Tala Mulipola
- Born: 3 June 1981 (age 44)
- Height: 1.79 m (5 ft 10 in)
- Weight: 85 kg (187 lb)

Rugby union career
- Position: Loose forward

Amateur team(s)
- Years: Team / Apps / (Points)
- 1999–2003: Auckland Marist /  / (0)

Provincial / State sides
- Years: Team / Apps / (Points)
- 1999–?: Auckland / 11 / (15)

International career
- Years: Team / Apps / (Points)
- 2000–2003: New Zealand / 7 / (5)

= Tala Mulipola =

New Zealand rugby player (born 1981)

Tala Mulipola (born 3 June 1981) is a former New Zealand rugby union player.

== Rugby career ==
Mulipola played seven tests for the Black Ferns. She made her international debut at the 2000 Canada Cup against hosts, Canada, on 23 September in Winnipeg.

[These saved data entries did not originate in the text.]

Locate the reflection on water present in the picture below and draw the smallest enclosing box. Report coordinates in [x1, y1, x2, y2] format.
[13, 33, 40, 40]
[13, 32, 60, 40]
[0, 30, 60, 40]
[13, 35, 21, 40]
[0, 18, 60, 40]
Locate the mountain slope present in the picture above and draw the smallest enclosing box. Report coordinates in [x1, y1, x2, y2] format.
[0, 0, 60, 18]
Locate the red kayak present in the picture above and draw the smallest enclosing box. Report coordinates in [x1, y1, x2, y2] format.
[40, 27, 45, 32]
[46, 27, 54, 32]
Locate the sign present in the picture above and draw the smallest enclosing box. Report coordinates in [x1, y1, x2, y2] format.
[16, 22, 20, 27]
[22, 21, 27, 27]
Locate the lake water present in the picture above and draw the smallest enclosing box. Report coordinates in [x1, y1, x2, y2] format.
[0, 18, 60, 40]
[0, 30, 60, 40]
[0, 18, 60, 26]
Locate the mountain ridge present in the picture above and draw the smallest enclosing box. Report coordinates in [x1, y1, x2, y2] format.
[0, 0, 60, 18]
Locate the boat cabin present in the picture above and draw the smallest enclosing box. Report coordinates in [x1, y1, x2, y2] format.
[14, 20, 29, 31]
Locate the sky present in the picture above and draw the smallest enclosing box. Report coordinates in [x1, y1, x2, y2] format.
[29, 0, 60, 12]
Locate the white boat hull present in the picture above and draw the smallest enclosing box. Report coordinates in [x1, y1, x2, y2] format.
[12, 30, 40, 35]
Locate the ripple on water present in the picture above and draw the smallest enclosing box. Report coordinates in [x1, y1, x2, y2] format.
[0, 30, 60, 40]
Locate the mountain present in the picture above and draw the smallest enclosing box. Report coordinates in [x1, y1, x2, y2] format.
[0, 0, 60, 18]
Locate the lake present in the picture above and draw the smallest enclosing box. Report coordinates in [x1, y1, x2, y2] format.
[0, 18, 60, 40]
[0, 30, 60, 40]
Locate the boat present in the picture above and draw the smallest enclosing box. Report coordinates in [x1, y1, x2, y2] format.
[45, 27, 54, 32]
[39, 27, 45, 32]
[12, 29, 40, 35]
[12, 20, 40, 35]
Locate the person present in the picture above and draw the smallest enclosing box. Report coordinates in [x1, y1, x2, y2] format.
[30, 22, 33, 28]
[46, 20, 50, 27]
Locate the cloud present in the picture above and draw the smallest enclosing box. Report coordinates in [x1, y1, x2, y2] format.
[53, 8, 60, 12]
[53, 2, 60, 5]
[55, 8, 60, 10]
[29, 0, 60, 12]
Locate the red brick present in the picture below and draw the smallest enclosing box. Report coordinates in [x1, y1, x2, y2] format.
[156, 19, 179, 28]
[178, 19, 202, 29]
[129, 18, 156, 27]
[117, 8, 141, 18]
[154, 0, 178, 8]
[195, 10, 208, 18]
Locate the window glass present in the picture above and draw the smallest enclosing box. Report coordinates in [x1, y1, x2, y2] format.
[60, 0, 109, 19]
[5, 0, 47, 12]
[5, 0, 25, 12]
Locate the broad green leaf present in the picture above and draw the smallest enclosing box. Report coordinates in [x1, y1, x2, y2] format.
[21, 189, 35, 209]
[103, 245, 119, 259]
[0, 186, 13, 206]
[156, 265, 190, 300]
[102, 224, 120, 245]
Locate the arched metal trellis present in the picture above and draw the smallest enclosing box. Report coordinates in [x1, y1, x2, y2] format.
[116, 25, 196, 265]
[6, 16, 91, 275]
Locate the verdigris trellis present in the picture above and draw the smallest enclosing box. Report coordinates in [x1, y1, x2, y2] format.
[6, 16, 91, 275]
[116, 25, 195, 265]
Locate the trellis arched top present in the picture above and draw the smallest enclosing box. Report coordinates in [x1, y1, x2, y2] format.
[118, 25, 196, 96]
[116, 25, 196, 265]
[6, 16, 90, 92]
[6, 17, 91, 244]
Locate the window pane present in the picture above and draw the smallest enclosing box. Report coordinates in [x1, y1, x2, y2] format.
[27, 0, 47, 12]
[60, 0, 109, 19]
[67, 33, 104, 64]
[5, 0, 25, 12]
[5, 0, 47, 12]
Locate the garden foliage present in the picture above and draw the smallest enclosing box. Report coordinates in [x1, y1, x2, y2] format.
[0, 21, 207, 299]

She also played in the matches against the United States and England.

In May 2001, Mulipola attended the Black Ferns trials that was held in Auckland. She eventually made the team to play England in two tests in June. She came off the bench when her side narrowly beat the English by five points in the first test at Rotorua. She featured in the Black Ferns dramatic loss to England in the second test at Albany, thus ending her side's ten year unbeaten record.

In 2003, She was part of the Black Ferns team that played two-test matches against the World XV side in New Zealand.